Reason, however, is not the order of the day, emotions that have been evoked are still alive and it seems that the major political parties in the Uk are wary of them. By far the largest and most influential part of the media in the UK is determined to keep the Brexit fantasy alive; even that national institution, globally respected hitherto as independent, the BBC, is apparently willing to compromise, to compromise not only its independence but also its global reputation.

So what of the future? Reality has already bitten, and bitten bitterly for many. Will Britain, and its political parties, face up to reality or continue to pander to fantasy?

 

Thursday, 16 February 2023

Think

Think

Think was apparently at one time the watch word within IBM when that company was the dominant force in the IT world. I don’t know how well that worked for the company but I believe it should be the watch word for everybody today.

I recently had an article published in a reputable English IT journal but had difficulty trying to access the published article. There had been recurring problems, the journal admitted, over access for new subscribers (not financial, subscription is free). I took a look and the soution became immediately clear and my problem was resolved. I passed the problem resolution on to the journal. So, no problem?

Well, my background is in IT and when I retired many ears ago one of the great benefits I felt was that I no longer had to try to keep up to date with new software releases. It used to take me at least half a day a week to do that when I was working. So I am well out of date on new software and quite generally on new developments in IT. Yet I easily found the problem with this website when their own IT personnel, who must have been much more up to date than I was and much more familiar with their website , apparently couldn’t.
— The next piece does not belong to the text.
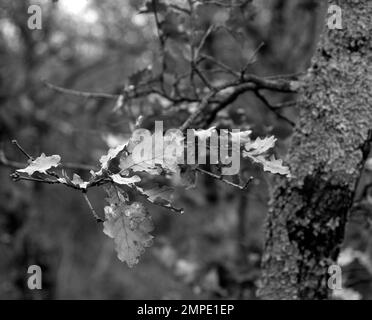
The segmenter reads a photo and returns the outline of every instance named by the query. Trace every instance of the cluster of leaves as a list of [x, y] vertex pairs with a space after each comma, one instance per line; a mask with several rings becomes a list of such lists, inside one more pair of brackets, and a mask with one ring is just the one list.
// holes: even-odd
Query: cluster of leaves
[[[213, 129], [194, 130], [194, 133], [199, 138], [208, 138]], [[243, 158], [261, 164], [265, 171], [290, 176], [289, 169], [283, 166], [282, 160], [268, 155], [270, 149], [275, 146], [274, 137], [251, 140], [251, 131], [230, 132], [229, 135], [231, 141], [238, 142]], [[145, 146], [152, 148], [153, 138], [154, 136], [148, 138], [149, 145]], [[170, 135], [168, 138], [164, 137], [164, 145], [177, 149], [183, 139], [184, 137]], [[27, 174], [37, 178], [36, 181], [39, 182], [63, 184], [84, 193], [90, 187], [104, 185], [108, 206], [104, 209], [103, 231], [114, 239], [118, 258], [132, 267], [153, 239], [150, 234], [153, 230], [151, 216], [143, 203], [133, 200], [133, 194], [141, 196], [145, 201], [182, 213], [183, 210], [175, 207], [172, 202], [174, 186], [179, 184], [186, 188], [193, 187], [198, 168], [195, 164], [180, 165], [177, 156], [167, 155], [163, 158], [163, 154], [153, 154], [148, 161], [138, 163], [133, 159], [133, 150], [143, 142], [144, 139], [134, 133], [127, 143], [110, 149], [107, 155], [100, 159], [100, 170], [91, 171], [89, 181], [83, 181], [77, 174], [70, 179], [64, 170], [62, 177], [52, 171], [52, 168], [61, 166], [61, 158], [58, 155], [42, 154], [31, 159], [28, 167], [17, 170], [17, 174]], [[221, 166], [216, 165], [216, 168]]]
How can that happen?

I believe it’s to do with thinking, not rocket science, just ordinary but rigourous thinking. The article I wrote focussed on the importance of what I knew as the ELSE clause, part of a logical construction used in programs of my day: IF, THEN, ELSE. IF (whatever) occurred/applied, THEN all possible reactions, ELSE because you are not God and may have overlooked some possibilities. As I understood it, even if you were totally, absolutely sure you had covered all possibilities in your THEN clause, thinking as hard as you could, you still had to include an ELSE. And it’s the ELSE clause that is so often missing today.

Why? Is it because people (and specifically IT employeees today) are not encouraged to think for themselves? That’s a possibility, though a damning one if it is true.

The other more general possibility lies in education. If you want to judge levels of education by numbers, as governments increasingly seem to want to do, geerally for political purposes, you use tick boxes. They are easy to mark, right or wrong and you can count the numbers. Tick boxes force a limited number of possible responses. So how can anyone think outside the (tick) box?

If you are not allowed/educated to do so you don’t. So how do we bring up people to think independently, out of the box?

There’s an awful corollary. Could it be that governments don’t want people to think out of the box but only within the constraints that they have decided? If that is true we need revolutionaries as never before.